Rejecting inservice and "site-based" management as not solutions but instead ineffective attempts at strengthening the educational leader of the school, Smith & Andrews offer a three phase model for helping create a good principal. (Smith, 1987) In phase one the supervisor and the principal meet before the school year begins to design performance goals, a method to achieve these goals, a means to evaluate these goals, and a calendar. In phase two, the two collect data throughout the school year about the principal's performance. Throughout the year the principal carries out the goals. The supervisor visits often and conducts interviews with the principal and the staff; attends school functions to gather school climate; and interacts with the parents. Important tactics such as preobservation conferences, observations, and post observation conferences are crucial in effective training throughout the year-long process. Phase three involves an evaluation of the year by both the supervisor and the principal.
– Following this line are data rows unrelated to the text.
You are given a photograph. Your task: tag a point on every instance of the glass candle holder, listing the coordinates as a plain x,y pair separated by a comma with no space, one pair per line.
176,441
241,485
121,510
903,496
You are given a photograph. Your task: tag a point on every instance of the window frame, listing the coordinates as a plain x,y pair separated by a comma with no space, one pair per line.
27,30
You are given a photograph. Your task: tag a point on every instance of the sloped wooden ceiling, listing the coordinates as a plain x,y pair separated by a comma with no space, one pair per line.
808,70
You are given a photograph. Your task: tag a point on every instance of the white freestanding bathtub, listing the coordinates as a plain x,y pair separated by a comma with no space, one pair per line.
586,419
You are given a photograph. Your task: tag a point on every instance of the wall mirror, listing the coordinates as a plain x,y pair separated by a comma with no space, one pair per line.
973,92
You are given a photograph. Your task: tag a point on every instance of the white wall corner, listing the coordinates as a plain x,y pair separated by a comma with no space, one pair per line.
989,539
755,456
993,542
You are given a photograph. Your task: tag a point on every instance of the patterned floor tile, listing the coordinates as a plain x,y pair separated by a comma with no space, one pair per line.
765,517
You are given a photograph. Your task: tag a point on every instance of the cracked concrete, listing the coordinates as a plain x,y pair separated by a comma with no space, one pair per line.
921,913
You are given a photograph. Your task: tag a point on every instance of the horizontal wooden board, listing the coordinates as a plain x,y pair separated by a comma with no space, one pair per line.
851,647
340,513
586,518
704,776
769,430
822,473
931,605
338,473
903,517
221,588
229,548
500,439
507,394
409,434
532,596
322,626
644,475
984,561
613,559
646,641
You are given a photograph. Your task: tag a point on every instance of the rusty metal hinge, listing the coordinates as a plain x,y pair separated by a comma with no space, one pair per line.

The year's performance is evaluated and new goals are set for the next year. This process also helps make good principals better. Although this is a specific model for a specific part of Edmonds' "five instructional organizational characteristics," it transcends just a use for principals but also carries over as a model for the other four characteristics. If we apply the micropolitics of the school as described by Edmonds and Andrews to the work of Harris, discussed later, we will have a fine model for all telementoring programs.